Das Kreuzberger “Myfest“ zog Tausende Besucher an. Anwohner gründeten 2003 das Straßenfest, um ein Zeichen gegen die Maikrawalle zu setzen.

Berlin. Nudelsalat trifft Köfte trifft Frühlingsrolle: Das traditionelle Kreuzberger «Myfest» am 1. Mai-Feiertag ist auch in seinem zehnten Jahr wieder Magnet für mehrere tausend Besucher in Berlin. Am Nachmittag sind es Polizeiangaben zufolge bereits rund 22.000. Familien, Punks, Jugendliche und Touristen flanieren bei bestem Maiwetter zwischen Oranien-, Mariannenplatz und Kottbusser Tor, viele tanzen ausgelassen. Anwohner gründeten 2003 das Straßenfest, um damit ein Zeichen gegen die Maikrawalle in dem Kiez zu setzen.

Durch die Straßen dringt laute Musik von 19 Bühnen. Anwohner und Geschäfte bieten internationale Speisen an, Kinder halten bunte Luftballons in den Händen oder fahren mit ihren Rädern durch einen Parcours. Viele Nachbarn plaudern miteinander vor der Haustür.

"MyFest": Nackte Flöhe auf dem Seil

Der Name «Myfest» setzt sich zusammen aus dem Wort Maifest und dem Englischen «my» für «mein». Organisiert wird es vom Netzwerk Myfest, einem Bündnis aus Anwohnern, Gewerbetreibenden und Berliner Bürgerinitiativen. Rechtlich gesehen ist Veranstalterangaben zufolge das Bezirksamt verantwortlich. «Das ist unser Fest», sagt ein älterer Herr stolz. Dennoch sehen viele Kreuzberger nicht ohne Sorge auf das alljährliche Spektakel – sie beklagen eine zunehmende Kommerzialisierung.

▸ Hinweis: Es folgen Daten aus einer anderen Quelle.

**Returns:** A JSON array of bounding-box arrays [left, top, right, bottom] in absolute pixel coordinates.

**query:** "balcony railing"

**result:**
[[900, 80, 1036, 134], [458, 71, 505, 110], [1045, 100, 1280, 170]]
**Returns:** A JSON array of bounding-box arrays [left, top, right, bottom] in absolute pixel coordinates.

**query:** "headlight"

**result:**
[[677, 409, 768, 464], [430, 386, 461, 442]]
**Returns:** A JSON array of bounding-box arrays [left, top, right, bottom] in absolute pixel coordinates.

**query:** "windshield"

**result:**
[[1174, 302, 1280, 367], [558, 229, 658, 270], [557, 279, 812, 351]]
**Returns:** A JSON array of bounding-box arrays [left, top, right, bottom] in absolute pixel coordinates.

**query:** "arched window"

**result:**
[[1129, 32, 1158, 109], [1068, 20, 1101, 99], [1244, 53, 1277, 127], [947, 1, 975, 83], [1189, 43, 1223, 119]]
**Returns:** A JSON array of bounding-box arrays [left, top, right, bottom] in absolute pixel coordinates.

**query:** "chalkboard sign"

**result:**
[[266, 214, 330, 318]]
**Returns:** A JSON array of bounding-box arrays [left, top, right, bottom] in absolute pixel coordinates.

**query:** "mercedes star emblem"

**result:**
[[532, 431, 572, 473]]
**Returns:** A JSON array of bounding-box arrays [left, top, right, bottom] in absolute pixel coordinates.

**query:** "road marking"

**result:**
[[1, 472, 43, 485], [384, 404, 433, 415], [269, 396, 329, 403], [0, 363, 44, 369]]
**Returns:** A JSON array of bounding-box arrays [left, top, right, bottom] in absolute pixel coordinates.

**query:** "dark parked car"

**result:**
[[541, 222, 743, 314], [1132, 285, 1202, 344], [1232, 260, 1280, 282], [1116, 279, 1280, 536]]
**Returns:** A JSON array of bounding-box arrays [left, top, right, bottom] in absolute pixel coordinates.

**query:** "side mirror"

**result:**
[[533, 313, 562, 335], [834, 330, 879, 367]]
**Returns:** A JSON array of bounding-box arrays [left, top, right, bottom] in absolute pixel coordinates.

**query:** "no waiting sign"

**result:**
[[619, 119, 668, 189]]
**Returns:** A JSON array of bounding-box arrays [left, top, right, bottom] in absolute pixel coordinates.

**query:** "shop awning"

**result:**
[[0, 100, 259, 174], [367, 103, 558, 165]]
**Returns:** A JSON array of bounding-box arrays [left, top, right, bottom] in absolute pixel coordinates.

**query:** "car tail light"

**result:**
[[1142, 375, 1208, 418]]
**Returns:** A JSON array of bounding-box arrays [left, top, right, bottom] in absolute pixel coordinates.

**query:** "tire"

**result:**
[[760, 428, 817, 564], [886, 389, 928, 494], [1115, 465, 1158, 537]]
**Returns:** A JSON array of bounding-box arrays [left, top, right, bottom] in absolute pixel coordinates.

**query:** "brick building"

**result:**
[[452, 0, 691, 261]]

In der Oranienstraße hat eine Gruppe von jungen Leuten vor ihrer Haustür zwei Biertische aufgebaut. Darauf stehen drei große Schüsseln mit Nudelsalat – zwei Euro steht in selbst geschriebenen blauen Lettern auf einem großen Pappschild. Ein Pärchen tritt näher und entscheidet sich für die selbst gemachte Zitronenlimonade, die danebensteht. «Wir machen das hier zum zweiten Mal», sagt Bewohnerin Philine Wedell. «Finanziell lohnt sich das nicht – der Spaß steht im Vordergrund.» Der Ort sei vielmehr Sammelpunkt für ihren Freundeskreis und Nachbarn.

Die junge Frau deutet auf einen Stand eines Geschäfts, das südländische Spezialitäten anbietet. «Es ist schwer, mit den Preisen der Gewerbetreibenden mitzuhalten», unterstreicht sie. Deshalb habe sie in diesem Jahr auf Bioprodukte verzichtet und stattdessen die Nudeln beim Discounter gekauft.

Dem Veranstalter zufolge nimmt die Zahl der Anwohner ab, die sich mit Selbstgebackenem oder einem kleinen Grill auf die Straße stellen. «Wir haben weniger Anmeldungen von Kiezbewohnern gehabt als im vergangenen Jahr», sagt Soner Ipekcioglu von der Festorganisation. «Das ist schade, denn sie sind die Gründer des Fests gewesen.» Dadurch verändere sich auch der einstige Charakter. «Es wird kommerzieller und dadurch geht das einzigartige Flair verloren», bestätigen zwei junge vorbeilaufende Frauen, die seit Jahren in dem Viertel wohnen. «Das liegt auch an den immer größer werdenden Touristenschwärmen.»

Nicht verändert hat sich aber das Ziel des Fests, nämlich deeskalierend auf die Maikrawalle zu wirken. Polizeiangaben zufolge war es bis zum Nachmittag friedlich im Viertel. «Die Lage ist ruhig», sagt eine Polizeisprecherin gegen 16.00 Uhr auf dapd-Anfrage. «Wir sind stolz, dass das Konzept aufgeht», freut sich Ipekcioglu und fügt hinzu: «Menschen, die tanzen, statt Menschen, die Flaschen werfen.» (dapd/abendblatt.de)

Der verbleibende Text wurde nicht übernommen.